Publishers of The Sydney Morning Herald and The Age will now consider the new A$2.7 billion (US$2 billion) from TPG Capital and Ontario Teachers’ Pension Plan consortium to buy the company as a whole, Fairfax newspapers have reported.
Last week the media company told the ASX the US-based firm was offering 95 cents a share for the assets, which have been valued at about A$2.5 billion.
“The Fairfax board of directors is reviewing the revised indicative proposal, the company told the ASX on Monday morning.
“The Fairfax board notes that there is no certainty that the revised indicative proposal will result in an offer for Fairfax, what the terms of any offer would be, or whether there will be a recommendation by the Fairfax board.”
The announcement came after reports Fairfax Media would reject an unsolicited offer from the TPG consortium to buy Domain and the metropolitan newspapers for A$2.5 billion. Last week the media company told the ASX the US-based firm was offering 95 cents a share for the assets.

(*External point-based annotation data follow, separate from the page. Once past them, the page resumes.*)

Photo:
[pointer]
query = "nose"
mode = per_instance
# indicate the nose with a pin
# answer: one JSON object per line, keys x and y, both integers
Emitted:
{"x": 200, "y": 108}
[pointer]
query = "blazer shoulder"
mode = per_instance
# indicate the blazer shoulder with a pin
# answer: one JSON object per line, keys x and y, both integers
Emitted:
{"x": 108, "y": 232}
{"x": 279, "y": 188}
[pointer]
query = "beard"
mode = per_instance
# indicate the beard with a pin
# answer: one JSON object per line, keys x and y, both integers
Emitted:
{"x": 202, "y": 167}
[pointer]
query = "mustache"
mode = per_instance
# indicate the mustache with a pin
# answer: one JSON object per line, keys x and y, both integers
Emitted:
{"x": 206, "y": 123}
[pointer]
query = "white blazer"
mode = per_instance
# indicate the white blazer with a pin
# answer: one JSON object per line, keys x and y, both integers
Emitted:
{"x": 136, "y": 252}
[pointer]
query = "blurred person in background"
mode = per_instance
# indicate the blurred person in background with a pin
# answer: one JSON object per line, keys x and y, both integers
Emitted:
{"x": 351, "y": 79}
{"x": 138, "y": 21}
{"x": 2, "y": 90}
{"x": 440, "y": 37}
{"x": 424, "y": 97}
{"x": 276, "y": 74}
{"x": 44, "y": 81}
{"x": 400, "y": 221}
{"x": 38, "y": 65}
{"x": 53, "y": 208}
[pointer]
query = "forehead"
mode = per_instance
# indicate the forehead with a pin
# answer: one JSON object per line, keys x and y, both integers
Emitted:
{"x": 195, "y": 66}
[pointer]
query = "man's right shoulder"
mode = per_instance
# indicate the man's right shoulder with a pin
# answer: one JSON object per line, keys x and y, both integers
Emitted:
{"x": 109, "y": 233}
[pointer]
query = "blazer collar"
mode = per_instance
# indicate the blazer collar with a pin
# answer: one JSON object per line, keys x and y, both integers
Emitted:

But the offer, under which Fairfax shareholders would retain ownership of the smaller mastheads in the Australian Community Media division as well as New Zealand Publishing, Macquarie Media’s 2GB and the streaming service Stan, its co-venture with Nine, has been rejected.
According to the Australian Financial Review, the revised bid is A$1.20 per share but Fairfax shareholders are looking for up to A$1.40 a share.
The Fairfax board said in a statement last week that there is “no certainty that the indicative proposal is capable of being implemented given the complexity involved in splitting the businesses”.
The latest bid comes as Fairfax implements its most brutal cuts to staff ranks yet and as details of CEO Greg Hywood’s income is revealed. Guardian Australia reported Hywood had a pre-tax income of up to A$7.2m in 2016.
On Friday, after a seven-day strike interrupted negotiations, journalists received more information about the latest redundancy round, which will see one-quarter of all newsroom roles disappear. If the company doesn’t get enough volunteers for redundancy it will start making people forcibly redundant.